Disclosed and claimed herein are systems, methods, and devices for predicting one or more turn points related to a road a vehicle is travelling on, the one or more turn points indicating locations where the vehicle can change direction.
A first aspect of the present disclosure relates to a computer-implemented method for predicting one or more turn points related to a road a vehicle is travelling on. The one or more turn points indicate locations where the vehicle can change direction. The method comprises:
The method thereby comprises a training phase comprising obtaining the training images, receiving the labels, and training the artificial neural network. The method further comprises an inference phase comprising recording and processing the one or more road images.
The training images show at least a road. A road refers to a way that comprises a surface which can be used by moving vehicular traffic, in particular one or more lanes. The part of the road usable by vehicular traffic is referred to as a carriageway. The road may further comprise parts that are inaccessible for vehicles, such as pedestrian walkways, road verges, and bicycle lanes.

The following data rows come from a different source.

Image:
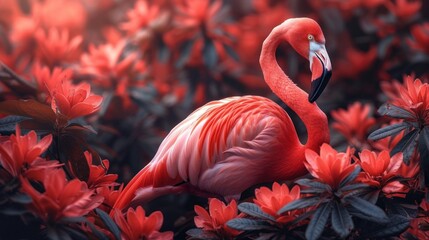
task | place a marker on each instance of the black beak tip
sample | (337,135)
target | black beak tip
(318,85)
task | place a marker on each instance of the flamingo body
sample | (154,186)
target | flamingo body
(226,146)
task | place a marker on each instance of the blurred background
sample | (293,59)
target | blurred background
(154,62)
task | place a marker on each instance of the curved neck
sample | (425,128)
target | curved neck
(313,118)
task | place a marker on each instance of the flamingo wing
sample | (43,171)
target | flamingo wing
(221,142)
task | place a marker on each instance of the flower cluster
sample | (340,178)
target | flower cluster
(82,82)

The road may further include parking spaces, which are accessible to vehicles but not adapted for driving and thus do not form part of the carriageway.
The training images show the road preferably from the point of view of a vehicle traveling on the road. The images may be recorded by a vehicle-mounted camera. Alternatively, other sources of images may be used, such as collecting images from third parties. The images may also be taken manually. Preferably, photographs or video images are used. Alternatively, computer-generated images may be used. The training turn markers may be assigned manually, or by an algorithm, for example a classifying algorithm. For example, labels may be generated automatically and verified manually before being used for training. However, fully manual labelling is possible.

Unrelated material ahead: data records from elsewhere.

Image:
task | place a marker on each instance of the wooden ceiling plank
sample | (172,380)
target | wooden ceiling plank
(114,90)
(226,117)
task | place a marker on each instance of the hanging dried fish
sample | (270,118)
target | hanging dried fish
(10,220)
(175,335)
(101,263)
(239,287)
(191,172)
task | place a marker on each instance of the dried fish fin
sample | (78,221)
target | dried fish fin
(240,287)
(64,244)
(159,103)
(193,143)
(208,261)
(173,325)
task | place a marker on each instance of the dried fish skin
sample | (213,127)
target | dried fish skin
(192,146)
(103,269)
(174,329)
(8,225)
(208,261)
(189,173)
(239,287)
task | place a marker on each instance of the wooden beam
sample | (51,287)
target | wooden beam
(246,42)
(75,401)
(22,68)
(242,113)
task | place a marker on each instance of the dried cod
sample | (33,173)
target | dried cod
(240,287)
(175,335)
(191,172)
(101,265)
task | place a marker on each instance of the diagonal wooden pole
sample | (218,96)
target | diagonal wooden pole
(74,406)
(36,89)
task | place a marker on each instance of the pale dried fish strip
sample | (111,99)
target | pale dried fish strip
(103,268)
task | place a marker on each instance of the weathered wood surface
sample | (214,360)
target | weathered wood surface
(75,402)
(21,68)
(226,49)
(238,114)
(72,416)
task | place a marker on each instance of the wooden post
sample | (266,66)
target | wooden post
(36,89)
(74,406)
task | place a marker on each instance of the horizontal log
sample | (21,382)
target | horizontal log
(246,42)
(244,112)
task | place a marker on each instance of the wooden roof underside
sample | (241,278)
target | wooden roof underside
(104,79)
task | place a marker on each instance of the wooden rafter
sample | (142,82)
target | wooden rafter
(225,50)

Changing travelling direction may refer to leaving the carriageway of the main road (i. e. the carriageway the vehicle is initially driving on) and continue driving on another road (e. g. at a crossroads or an intersection), or to parking in a parking space. In contrast, following a curve of the road that the vehicle is moving on is not considered changing direction as long as the vehicle is moving on the carriageway, in particular on one of the lanes for vehicular traffic.
In an embodiment, each training turn marker comprises a turn point.
A turn point marks a position on a border of the road at which a turn can be performed. Turn points are to be predicted by the artificial neural network and its output can be used as an input for another system, for example in a navigation system comprised in a vehicle. Navigation systems typically use maps to locate the current position of the vehicle and to show a position where a turn is possible. In a conventional system, if a position is inaccurately indicated on a map, the navigation system may fail to inform a driver at which precise position a turn can be taken, e. g. where a junction is located. Determining the position by processing the images of a forward-facing camera of the vehicle by the artificial neural network allows correcting the position, updating inaccurate map data, and giving more precise indications to a driver. The data may furthermore be used as an input for an augmented reality display system that is configured to show a virtual road sign superimposed over the traffic scenery. In autonomous driving, determining the turn point may allow the vehicle to take precise turns.
In a further embodiment, each training turn marker comprises a turn line indicative of a road border section where a vehicle can change travelling direction.
A road border section indicates a section of a road border. A road border refers to an outer border of the part of the road that is usable by vehicular traffic. A road border may comprise a carriageway edge, a curb, or a temporary road fence. For example, if a road has four lanes for vehicles and a pedestrian walkway, the outer borders of the outer lanes are road borders. In this example, in the absence of intersections, the border between an outer lane and the pedestrian walkway is a road border. However, in this example, at an intersection or a crossroads joining the outer lane, the border between the outer lane and the joining road also forms part of the road border. At this section of the road border, where the road border is a border between the outer lane and the adjacent road, the vehicle can typically change travelling direction, i. e. take a turn onto the adjacent road. Such a road border section is preferably indicated by a turn line, except for the special cases set out below. Thereby, the turn line indicates a part of a boundary of a carriageway that can be crossed by a vehicle leaving the carriageway. Consequently, a vehicle leaving the carriageway crosses only one turn line. Examples of road border section where a vehicle can change travelling direction include roundabouts and junctions, in particular crossroads and intersections.
In this embodiment, the turn lines are either processed by the artificial neural network itself, or the turn lines are converted into turn points in a pre-processing step.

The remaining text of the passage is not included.